Beginner Kafka tutorial: Get started with distributed systems

erineducative

Erin Schaffer

Posted on August 4, 2021

Beginner Kafka tutorial: Get started with distributed systems

Distributed systems are collections of computers that work together to form a single computer for end-users. They allow us to scale at exponential rates, and they can handle billions of requests and upgrades without downtime. Apache Kafka has become one of the most widely used distributed systems on the market today.

According to the official Kafka site, Apache Kafka is an “open-source distributed event streaming platform used by thousands of companies for high-performance data pipelines, streaming analytics, data integration, and mission-critical applications.” Kafka is used by most Fortune 100 companies, including big tech names like LinkedIn, Netflix, and Microsoft.

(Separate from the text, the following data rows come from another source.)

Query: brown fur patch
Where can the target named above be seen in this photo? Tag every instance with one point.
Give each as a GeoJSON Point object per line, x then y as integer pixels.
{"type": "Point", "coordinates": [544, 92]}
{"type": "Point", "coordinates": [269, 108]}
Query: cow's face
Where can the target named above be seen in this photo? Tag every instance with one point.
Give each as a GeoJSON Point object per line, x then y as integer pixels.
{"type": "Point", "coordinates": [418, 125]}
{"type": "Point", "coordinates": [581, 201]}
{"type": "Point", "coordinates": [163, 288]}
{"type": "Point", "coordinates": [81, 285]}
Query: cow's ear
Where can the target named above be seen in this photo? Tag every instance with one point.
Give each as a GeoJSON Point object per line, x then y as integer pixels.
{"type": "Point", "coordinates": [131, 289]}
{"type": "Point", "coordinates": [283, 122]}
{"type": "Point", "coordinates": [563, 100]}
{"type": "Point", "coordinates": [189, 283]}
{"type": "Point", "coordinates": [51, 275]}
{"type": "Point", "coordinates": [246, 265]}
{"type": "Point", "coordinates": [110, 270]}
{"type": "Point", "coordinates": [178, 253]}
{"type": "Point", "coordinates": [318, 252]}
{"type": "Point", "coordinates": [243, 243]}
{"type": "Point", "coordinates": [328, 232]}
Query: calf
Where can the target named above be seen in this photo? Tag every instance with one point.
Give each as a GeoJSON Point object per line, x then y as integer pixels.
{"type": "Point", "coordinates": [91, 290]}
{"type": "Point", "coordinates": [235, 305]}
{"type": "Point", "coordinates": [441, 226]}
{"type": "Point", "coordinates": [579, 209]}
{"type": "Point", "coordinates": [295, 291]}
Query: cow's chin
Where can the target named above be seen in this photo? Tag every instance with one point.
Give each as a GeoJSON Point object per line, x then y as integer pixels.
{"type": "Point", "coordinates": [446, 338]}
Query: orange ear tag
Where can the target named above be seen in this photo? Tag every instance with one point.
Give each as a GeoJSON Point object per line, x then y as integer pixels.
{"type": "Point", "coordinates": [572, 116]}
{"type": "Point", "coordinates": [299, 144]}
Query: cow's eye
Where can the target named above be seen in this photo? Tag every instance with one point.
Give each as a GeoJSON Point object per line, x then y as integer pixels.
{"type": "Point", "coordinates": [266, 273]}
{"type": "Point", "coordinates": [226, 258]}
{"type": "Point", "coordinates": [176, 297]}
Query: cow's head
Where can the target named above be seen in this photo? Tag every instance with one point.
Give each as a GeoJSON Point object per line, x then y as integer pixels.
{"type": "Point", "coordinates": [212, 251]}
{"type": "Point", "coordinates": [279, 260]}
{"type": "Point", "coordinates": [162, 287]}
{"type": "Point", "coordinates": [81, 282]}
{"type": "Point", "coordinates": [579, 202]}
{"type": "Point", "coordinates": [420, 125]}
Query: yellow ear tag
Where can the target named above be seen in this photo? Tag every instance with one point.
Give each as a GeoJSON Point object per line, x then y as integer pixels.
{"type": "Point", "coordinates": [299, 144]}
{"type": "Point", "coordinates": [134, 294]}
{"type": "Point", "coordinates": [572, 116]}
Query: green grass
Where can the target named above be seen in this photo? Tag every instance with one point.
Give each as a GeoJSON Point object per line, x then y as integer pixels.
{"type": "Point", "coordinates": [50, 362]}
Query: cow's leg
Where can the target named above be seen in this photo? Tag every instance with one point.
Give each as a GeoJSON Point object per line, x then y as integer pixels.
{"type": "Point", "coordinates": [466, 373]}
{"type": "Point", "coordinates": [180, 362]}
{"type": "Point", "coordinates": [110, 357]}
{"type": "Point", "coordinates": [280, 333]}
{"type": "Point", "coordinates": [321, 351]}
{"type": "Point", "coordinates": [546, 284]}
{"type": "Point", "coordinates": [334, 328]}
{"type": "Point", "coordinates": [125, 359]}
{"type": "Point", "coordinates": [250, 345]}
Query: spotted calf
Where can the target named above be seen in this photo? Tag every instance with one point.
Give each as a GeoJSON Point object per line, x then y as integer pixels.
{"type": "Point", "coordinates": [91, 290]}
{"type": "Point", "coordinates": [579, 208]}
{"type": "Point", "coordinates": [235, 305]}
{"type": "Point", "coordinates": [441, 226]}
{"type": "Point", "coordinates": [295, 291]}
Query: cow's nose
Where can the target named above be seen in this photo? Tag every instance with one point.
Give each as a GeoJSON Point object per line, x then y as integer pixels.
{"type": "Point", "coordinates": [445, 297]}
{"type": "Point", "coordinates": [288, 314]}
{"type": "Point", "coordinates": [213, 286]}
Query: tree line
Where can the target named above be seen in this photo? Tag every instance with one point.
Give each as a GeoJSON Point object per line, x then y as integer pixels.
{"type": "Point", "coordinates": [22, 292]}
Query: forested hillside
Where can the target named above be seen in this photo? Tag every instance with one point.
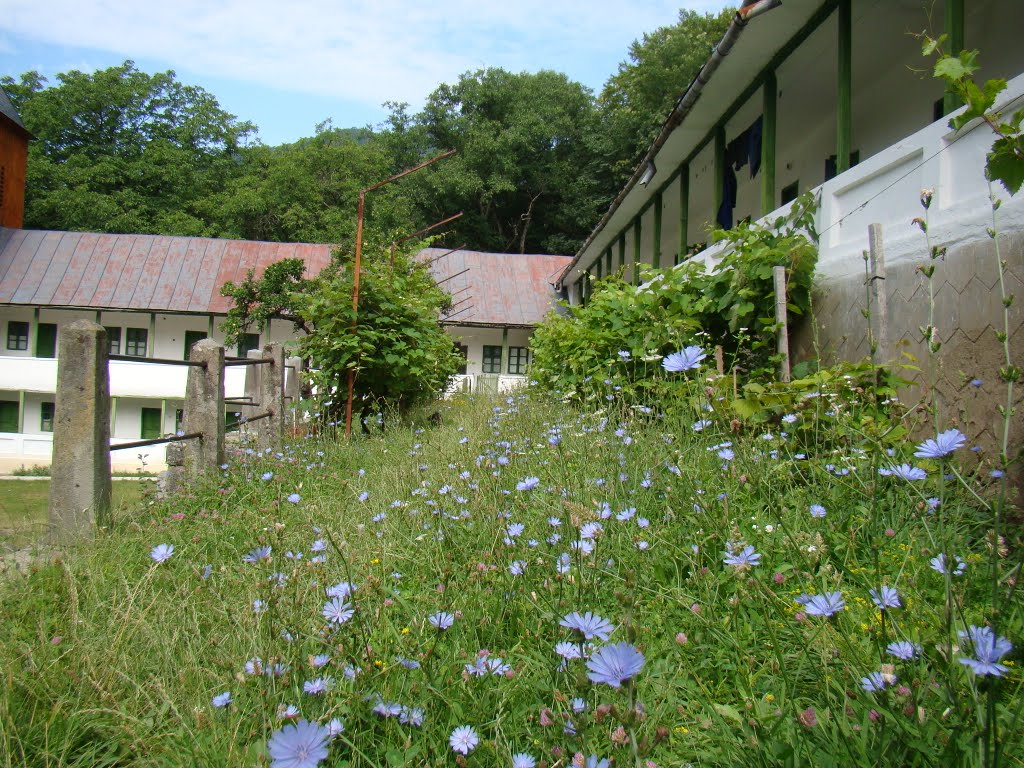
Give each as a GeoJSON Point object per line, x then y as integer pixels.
{"type": "Point", "coordinates": [539, 155]}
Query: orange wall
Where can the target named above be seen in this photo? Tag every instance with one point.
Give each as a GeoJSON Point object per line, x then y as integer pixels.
{"type": "Point", "coordinates": [13, 159]}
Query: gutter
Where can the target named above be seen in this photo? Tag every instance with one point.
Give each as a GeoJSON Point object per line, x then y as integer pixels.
{"type": "Point", "coordinates": [750, 9]}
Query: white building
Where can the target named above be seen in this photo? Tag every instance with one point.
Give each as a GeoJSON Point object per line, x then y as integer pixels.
{"type": "Point", "coordinates": [158, 295]}
{"type": "Point", "coordinates": [835, 96]}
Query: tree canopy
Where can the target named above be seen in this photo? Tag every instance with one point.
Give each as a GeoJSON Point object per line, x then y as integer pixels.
{"type": "Point", "coordinates": [539, 157]}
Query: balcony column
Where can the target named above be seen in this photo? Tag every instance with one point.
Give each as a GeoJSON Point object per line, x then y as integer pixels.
{"type": "Point", "coordinates": [844, 91]}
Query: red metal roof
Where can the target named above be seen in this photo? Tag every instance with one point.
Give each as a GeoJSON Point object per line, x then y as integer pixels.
{"type": "Point", "coordinates": [155, 272]}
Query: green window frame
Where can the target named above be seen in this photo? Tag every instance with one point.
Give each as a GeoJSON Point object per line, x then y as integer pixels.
{"type": "Point", "coordinates": [46, 411]}
{"type": "Point", "coordinates": [492, 359]}
{"type": "Point", "coordinates": [17, 336]}
{"type": "Point", "coordinates": [247, 342]}
{"type": "Point", "coordinates": [136, 342]}
{"type": "Point", "coordinates": [190, 338]}
{"type": "Point", "coordinates": [518, 359]}
{"type": "Point", "coordinates": [8, 416]}
{"type": "Point", "coordinates": [46, 340]}
{"type": "Point", "coordinates": [150, 424]}
{"type": "Point", "coordinates": [113, 339]}
{"type": "Point", "coordinates": [463, 351]}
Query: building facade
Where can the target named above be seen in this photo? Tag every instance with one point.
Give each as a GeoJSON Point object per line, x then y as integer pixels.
{"type": "Point", "coordinates": [835, 97]}
{"type": "Point", "coordinates": [158, 295]}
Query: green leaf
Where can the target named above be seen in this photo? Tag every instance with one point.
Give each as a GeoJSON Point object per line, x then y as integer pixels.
{"type": "Point", "coordinates": [1006, 163]}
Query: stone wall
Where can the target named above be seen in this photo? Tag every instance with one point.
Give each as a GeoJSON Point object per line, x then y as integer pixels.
{"type": "Point", "coordinates": [968, 312]}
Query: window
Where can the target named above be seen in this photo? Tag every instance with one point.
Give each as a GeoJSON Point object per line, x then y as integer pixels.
{"type": "Point", "coordinates": [113, 340]}
{"type": "Point", "coordinates": [190, 338]}
{"type": "Point", "coordinates": [46, 340]}
{"type": "Point", "coordinates": [136, 341]}
{"type": "Point", "coordinates": [463, 350]}
{"type": "Point", "coordinates": [790, 193]}
{"type": "Point", "coordinates": [8, 416]}
{"type": "Point", "coordinates": [518, 359]}
{"type": "Point", "coordinates": [46, 417]}
{"type": "Point", "coordinates": [248, 342]}
{"type": "Point", "coordinates": [492, 359]}
{"type": "Point", "coordinates": [151, 424]}
{"type": "Point", "coordinates": [17, 335]}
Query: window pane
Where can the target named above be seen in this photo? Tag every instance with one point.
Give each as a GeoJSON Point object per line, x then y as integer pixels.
{"type": "Point", "coordinates": [518, 359]}
{"type": "Point", "coordinates": [8, 416]}
{"type": "Point", "coordinates": [17, 335]}
{"type": "Point", "coordinates": [46, 340]}
{"type": "Point", "coordinates": [135, 341]}
{"type": "Point", "coordinates": [151, 423]}
{"type": "Point", "coordinates": [492, 359]}
{"type": "Point", "coordinates": [248, 342]}
{"type": "Point", "coordinates": [46, 417]}
{"type": "Point", "coordinates": [114, 340]}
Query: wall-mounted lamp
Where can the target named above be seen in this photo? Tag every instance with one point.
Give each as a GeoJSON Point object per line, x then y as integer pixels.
{"type": "Point", "coordinates": [648, 173]}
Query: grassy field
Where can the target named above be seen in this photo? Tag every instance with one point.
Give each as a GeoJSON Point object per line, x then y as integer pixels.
{"type": "Point", "coordinates": [528, 585]}
{"type": "Point", "coordinates": [24, 508]}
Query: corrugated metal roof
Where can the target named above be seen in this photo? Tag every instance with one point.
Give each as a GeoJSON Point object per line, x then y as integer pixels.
{"type": "Point", "coordinates": [500, 289]}
{"type": "Point", "coordinates": [8, 111]}
{"type": "Point", "coordinates": [155, 272]}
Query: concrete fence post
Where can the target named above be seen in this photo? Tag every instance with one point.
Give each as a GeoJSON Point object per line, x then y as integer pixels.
{"type": "Point", "coordinates": [782, 335]}
{"type": "Point", "coordinates": [880, 315]}
{"type": "Point", "coordinates": [205, 409]}
{"type": "Point", "coordinates": [293, 378]}
{"type": "Point", "coordinates": [80, 473]}
{"type": "Point", "coordinates": [270, 431]}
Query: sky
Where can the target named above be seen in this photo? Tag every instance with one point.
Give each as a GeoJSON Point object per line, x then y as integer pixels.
{"type": "Point", "coordinates": [288, 67]}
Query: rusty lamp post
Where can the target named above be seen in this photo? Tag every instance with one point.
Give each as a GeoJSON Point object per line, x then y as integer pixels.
{"type": "Point", "coordinates": [356, 266]}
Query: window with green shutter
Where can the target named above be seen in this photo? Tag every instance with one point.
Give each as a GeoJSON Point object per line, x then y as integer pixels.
{"type": "Point", "coordinates": [151, 424]}
{"type": "Point", "coordinates": [492, 359]}
{"type": "Point", "coordinates": [17, 335]}
{"type": "Point", "coordinates": [8, 416]}
{"type": "Point", "coordinates": [46, 340]}
{"type": "Point", "coordinates": [46, 417]}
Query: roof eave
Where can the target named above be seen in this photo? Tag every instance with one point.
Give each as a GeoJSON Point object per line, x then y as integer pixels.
{"type": "Point", "coordinates": [750, 9]}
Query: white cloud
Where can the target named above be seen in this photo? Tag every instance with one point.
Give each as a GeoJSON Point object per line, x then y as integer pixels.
{"type": "Point", "coordinates": [368, 51]}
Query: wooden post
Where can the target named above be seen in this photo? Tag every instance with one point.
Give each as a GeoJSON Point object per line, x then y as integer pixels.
{"type": "Point", "coordinates": [637, 236]}
{"type": "Point", "coordinates": [205, 409]}
{"type": "Point", "coordinates": [80, 473]}
{"type": "Point", "coordinates": [655, 254]}
{"type": "Point", "coordinates": [880, 316]}
{"type": "Point", "coordinates": [684, 212]}
{"type": "Point", "coordinates": [270, 431]}
{"type": "Point", "coordinates": [782, 335]}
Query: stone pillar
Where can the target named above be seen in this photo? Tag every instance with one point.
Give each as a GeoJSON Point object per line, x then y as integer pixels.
{"type": "Point", "coordinates": [205, 409]}
{"type": "Point", "coordinates": [270, 431]}
{"type": "Point", "coordinates": [293, 389]}
{"type": "Point", "coordinates": [80, 474]}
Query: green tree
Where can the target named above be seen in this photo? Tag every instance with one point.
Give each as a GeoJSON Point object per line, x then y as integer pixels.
{"type": "Point", "coordinates": [121, 151]}
{"type": "Point", "coordinates": [522, 173]}
{"type": "Point", "coordinates": [394, 343]}
{"type": "Point", "coordinates": [636, 99]}
{"type": "Point", "coordinates": [307, 192]}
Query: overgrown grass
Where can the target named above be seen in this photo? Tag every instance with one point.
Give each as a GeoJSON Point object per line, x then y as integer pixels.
{"type": "Point", "coordinates": [24, 508]}
{"type": "Point", "coordinates": [110, 657]}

In this Apache Kafka tutorial, we’ll discuss the uses, key features, and architectural components of the distributed streaming platform. Let’s get started!

We’ll cover:

What is Kafka?

Apache Kafka is an open-source software platform written in the Scala and Java programming languages. Kafka started in 2011 as a messaging system for LinkedIn but has since grown to become a popular distributed event streaming platform. The platform is capable of handling trillions of records per day.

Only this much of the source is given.